I don’t know where he came from, but I knew where he was headed.
“Excuse me darlin,'” he said after bumping into a woman seated at the bar.
Unfortunately, it doesn’t matter where he got like that, because he had become our problem.
“Oh, I’m sorry,” he said after knocking over an empty glass causing it to shatter on the bar.
I wiped up the mess while gesturing to my barback. When you work with people long enough, sometimes all it takes is a gesture to get a point across.
“What?” asked the barback. Then again sometimes it takes more than that.
“Go get the manager.”
“Well?” Mr. Rosy Cheeks asked.
“Can I get a drink?”
“I don’t think that’s such a good idea.”
“What do you mean?”
Bartenders “cut people off” all the time. Usually we try and do it gracefully, trying not to cause undue embarrassment to a guest. It is an awkward situation. Bars are in the business of selling alcohol after all, so it takes some exceptional behavior in order to be “cut off” because that means a loss of revenue.

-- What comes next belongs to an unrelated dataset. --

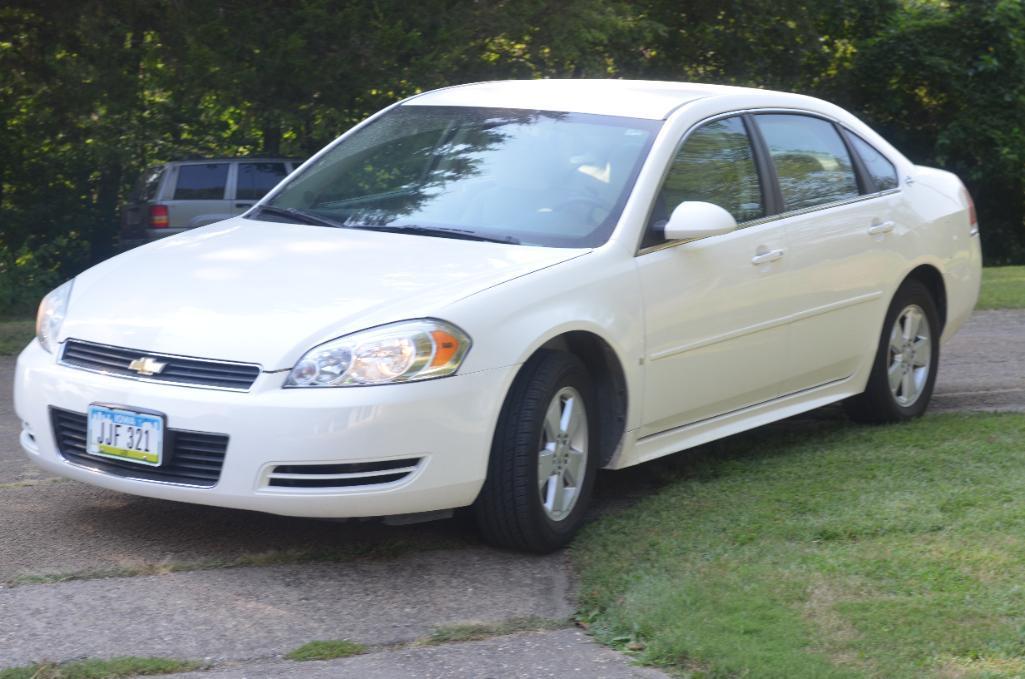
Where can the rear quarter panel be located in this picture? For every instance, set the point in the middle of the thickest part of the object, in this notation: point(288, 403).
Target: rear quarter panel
point(938, 202)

Bartenders walk a thin line; serving someone who is obviously intoxicated is actually a misdemeanor, punishable by a $1,000 fine, up to year in jail or both. If the offense is grievous enough the establishment may be held liable.
Still, we as bartenders have a moral responsibility involved in the selling of alcohol; luckily the Department of Alcoholic Beverage Control gives us some guidelines with its signs of intoxication:
Relaxed inhibitions: Overly friendly; loud, drinking alone; annoying others; using foul language; drinking more or faster than usual.
Impaired judgments: Complaints about strength of drink; ordering doubles; argumentative; careless with money; buying rounds for strangers; irrational statements; belligerent; loss of train of thought.
Reactions: Slurred speech; slow and deliberate movement; decreased alertness; quick, slow or fluctuating pace of speech.
Coordination: Fumbling with money; spilling drinks; cannot find mouth with drink; swaying; drowsy; stumbling; falling.
Appearance: Red, watery eyes; disheveled clothing; sweating; smell of alcohol on person; droopy eyelids.
Mr. Rosy Cheeks had exhibited several of these traits; however, he still seemed troubled by my refusal to serve him.
“I haven’t had anything to drink here. And I’m not driving.”
Both of which were true and good, but neither mattered because according to the law neither matter. If you are obviously intoxicated, you cannot be served.
By the time the manager arrived, Mr. Rosy Cheeks had tried several different angles in order to procure a drink. The conversation then took a different tack.
“I don’t appreciate your employee’s attitude,” he said, slurring his words. “I’m not comfortable with him refusing to serve me.”
Both are classic restaurant attempts at manipulation. But a word of advice here — if you do find yourself in a situation where you are “cut off,” don’t argue. It is really only going to get worse.
Instead of leaving our establishment in a yellow car he left it in a black-and-white one. And, trust me, the folks in that car didn’t care much about his opinion of their attitudes.